If a child is born to married parents, it is assumed that the husband is the father of the child. The nuclear family will live together, unless and until the parents decide to separate or divorce. If the couple splits up, then a decision must be made on who should have custody of the child and how parenting time should be shared.
When a child is born to unmarried parents, however, it becomes more difficult to determine who the father is and what rights the father has. Under Arizona law, a mother has legal custody when a child is born out of wedlock. However, this does not mean that a father has no rights to his kids. Fathers can assert their claim and insist they have time to see the kids. In some cases, fathers can even petition for primary or sole custody after a child is born.

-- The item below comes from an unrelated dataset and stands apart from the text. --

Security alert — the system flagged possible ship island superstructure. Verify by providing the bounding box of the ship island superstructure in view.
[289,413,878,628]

Singer Pistiner, P.C. is a Scottsdale family law firm that has extensive experience providing assistance to parents when custody disputes arise. Our attorneys can help both married and unmarried parents to assert their right to their kids and to protect their relationships with their children. Give us a call today to schedule a consultation and learn more about how we can assist you.
Which Parent Has Legal Custody When a Child is Born Out of Wedlock?
Arizona Revised Statute Section 13-302 addresses situations when a child is born out of wedlock. According to this code section: “If a child is born out of wedlock, the mother is the legal custodian of the child for the purposes of this section until paternity is established and custody or access is determined by a court.”
It makes sense for a mother to be granted legal custody when a child is born out of wedlock because there is generally no question about who the mother of a baby is. When the mother gives birth to the child, the mother’s name goes on the birth certificate and it is very clear that she is the natural biological mother to the newborn. There may be questions, however, regarding who the father of the child is.
If you are the father of a baby that is born out of wedlock, you should take affirmative legal steps to make sure that you can establish a claim on the child. If your significant other acknowledges that you are the father and puts your name on the birth certificate, this can make the process of identifying yourself as the legal father much simpler. If the mother of the child denies you are the father, however, or if the mother is uncertain about whether you are the father or not, you may need to ask for a DNA test. You can request a DNA test from the mother and she may cooperate, or you can petition the court to require a test if the mother is unwilling.
After paternity has been established and you have a legal claim to the child, you can petition for parenting time or shared legal custody. You and the mother can work together to create a parenting agreement outside of court for how time should be shared, which is an ideal situation. If you are unable to agree, you can get shared or partial custody, visitation rights or even full custody by showing the court it is in the best interests of the child.